Idly they noticed that some other figures in loose garments passed and repassed in the shadows at the far end of the bath, and when, finally, they left the water and wrapped themselves in the big towels their guide had provided, they found that not only had their own clothes been brushed, but that two complete sets of native robes had been laid out for them. They held the light, gauzy tunics up and spread them over their arms, admired the fineness of their texture and the delicacy of their shades of blue and green and grey, but, with a trace of regret, decided to wear their own travel-stained slacks and cotton shirts.
When they returned to the circular chamber they found two or three other girls in attendance on them, all so like their guide that they might have been sisters, but wearing, instead of her curious tunic of metallic scales, loose trousers of soft, semi-opaque white stuff and an outer gown of grey-green gauze belted with a silver girdle.
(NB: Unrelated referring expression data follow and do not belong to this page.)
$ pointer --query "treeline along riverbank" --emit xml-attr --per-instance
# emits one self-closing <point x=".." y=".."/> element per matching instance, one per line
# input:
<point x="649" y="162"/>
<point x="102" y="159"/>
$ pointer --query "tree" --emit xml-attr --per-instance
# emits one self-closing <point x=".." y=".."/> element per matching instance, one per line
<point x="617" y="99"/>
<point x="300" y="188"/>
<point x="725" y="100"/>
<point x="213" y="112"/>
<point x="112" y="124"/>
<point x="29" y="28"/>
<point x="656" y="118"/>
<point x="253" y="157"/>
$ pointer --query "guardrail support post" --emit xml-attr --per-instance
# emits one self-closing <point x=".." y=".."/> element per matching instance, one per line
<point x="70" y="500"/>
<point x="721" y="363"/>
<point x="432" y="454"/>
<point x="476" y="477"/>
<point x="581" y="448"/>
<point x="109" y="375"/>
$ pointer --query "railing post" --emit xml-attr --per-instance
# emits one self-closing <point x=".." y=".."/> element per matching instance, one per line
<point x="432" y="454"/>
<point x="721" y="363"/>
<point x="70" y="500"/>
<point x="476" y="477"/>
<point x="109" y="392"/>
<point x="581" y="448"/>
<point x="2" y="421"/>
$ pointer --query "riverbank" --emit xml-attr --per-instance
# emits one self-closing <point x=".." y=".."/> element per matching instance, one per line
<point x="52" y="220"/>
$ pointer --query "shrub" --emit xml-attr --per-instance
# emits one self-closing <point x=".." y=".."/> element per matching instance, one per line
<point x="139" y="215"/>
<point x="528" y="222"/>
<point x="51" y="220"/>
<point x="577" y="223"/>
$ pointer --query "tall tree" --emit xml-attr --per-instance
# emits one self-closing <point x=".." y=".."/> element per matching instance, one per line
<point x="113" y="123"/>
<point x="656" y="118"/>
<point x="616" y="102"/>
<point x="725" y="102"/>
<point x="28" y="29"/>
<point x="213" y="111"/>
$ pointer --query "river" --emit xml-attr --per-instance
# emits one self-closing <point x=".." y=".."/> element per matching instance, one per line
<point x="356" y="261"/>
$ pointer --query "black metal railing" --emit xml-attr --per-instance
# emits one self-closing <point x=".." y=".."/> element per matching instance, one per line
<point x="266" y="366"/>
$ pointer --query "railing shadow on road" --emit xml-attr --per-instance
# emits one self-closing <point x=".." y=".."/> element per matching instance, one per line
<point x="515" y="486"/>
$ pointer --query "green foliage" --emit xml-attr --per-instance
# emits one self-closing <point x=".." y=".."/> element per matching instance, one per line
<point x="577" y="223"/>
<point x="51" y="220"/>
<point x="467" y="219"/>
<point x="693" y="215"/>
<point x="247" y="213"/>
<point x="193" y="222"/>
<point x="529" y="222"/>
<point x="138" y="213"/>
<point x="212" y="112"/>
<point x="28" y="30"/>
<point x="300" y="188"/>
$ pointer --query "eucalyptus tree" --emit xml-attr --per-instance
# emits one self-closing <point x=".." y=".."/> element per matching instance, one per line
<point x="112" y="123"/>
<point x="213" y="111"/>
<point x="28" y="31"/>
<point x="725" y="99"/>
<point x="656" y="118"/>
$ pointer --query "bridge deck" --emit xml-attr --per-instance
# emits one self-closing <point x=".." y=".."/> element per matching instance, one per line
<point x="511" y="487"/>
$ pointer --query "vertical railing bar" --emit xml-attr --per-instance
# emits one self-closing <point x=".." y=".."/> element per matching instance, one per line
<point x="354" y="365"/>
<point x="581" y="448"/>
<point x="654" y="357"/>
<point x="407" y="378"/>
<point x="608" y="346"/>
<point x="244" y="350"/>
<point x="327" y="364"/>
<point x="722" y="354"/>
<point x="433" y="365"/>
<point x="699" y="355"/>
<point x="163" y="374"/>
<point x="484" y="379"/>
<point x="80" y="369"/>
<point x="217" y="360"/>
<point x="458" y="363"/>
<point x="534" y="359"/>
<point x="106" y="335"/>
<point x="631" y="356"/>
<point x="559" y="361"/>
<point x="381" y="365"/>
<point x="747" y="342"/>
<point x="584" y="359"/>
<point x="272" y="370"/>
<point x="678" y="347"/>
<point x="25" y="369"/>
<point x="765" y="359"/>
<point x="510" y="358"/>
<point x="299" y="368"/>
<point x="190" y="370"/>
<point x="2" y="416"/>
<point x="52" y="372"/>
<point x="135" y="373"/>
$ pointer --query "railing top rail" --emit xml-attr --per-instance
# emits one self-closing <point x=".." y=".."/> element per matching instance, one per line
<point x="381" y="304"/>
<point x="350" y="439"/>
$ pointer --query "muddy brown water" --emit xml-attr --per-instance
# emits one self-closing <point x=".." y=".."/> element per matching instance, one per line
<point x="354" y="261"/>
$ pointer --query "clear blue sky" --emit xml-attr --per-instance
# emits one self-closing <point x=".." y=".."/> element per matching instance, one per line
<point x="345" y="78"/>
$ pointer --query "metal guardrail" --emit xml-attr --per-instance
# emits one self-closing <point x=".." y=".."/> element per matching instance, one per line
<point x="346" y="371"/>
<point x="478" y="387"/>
These made them signs to be seated on cushions they had laid on the stone divan and then they brought in to them a succession of dishes of glazed red earthenware, each with a conical cover of plaited straw, which, being removed, allowed a savoury odour to escape and offer its own invitation to fall to. The meal consisted of eight or nine such dishes, all consisting of fish or small birds, dressed in a variety of ways, with many sauces. There was no bread, but a great platter of boiled grain soaked in melted butter, like couscous, was brought in. They had not been expected to have the knack of eating with their fingers: two heavy silver spoons had been laid on the table, and with these they ate from every dish as it was put before them, until, by the sixth or seventh, they could do no more than dip their spoons and touch their lips with them. They were given to drink a syrupy wine, which they mixed plentifully with water in big goblets of thick green glass, and when they had at last conveyed to the serving girls that they could eat no more,
water was brought in a bronze ewer for them to wash their fingers in. The whole apparatus of the meal was simple, and there was nothing whatsoever from Europe. The silver spoons and the basins were obviously of native workmanship, though of a far higher standard than similar things they had seen in their short excursion into the bazaar of Marrakesh.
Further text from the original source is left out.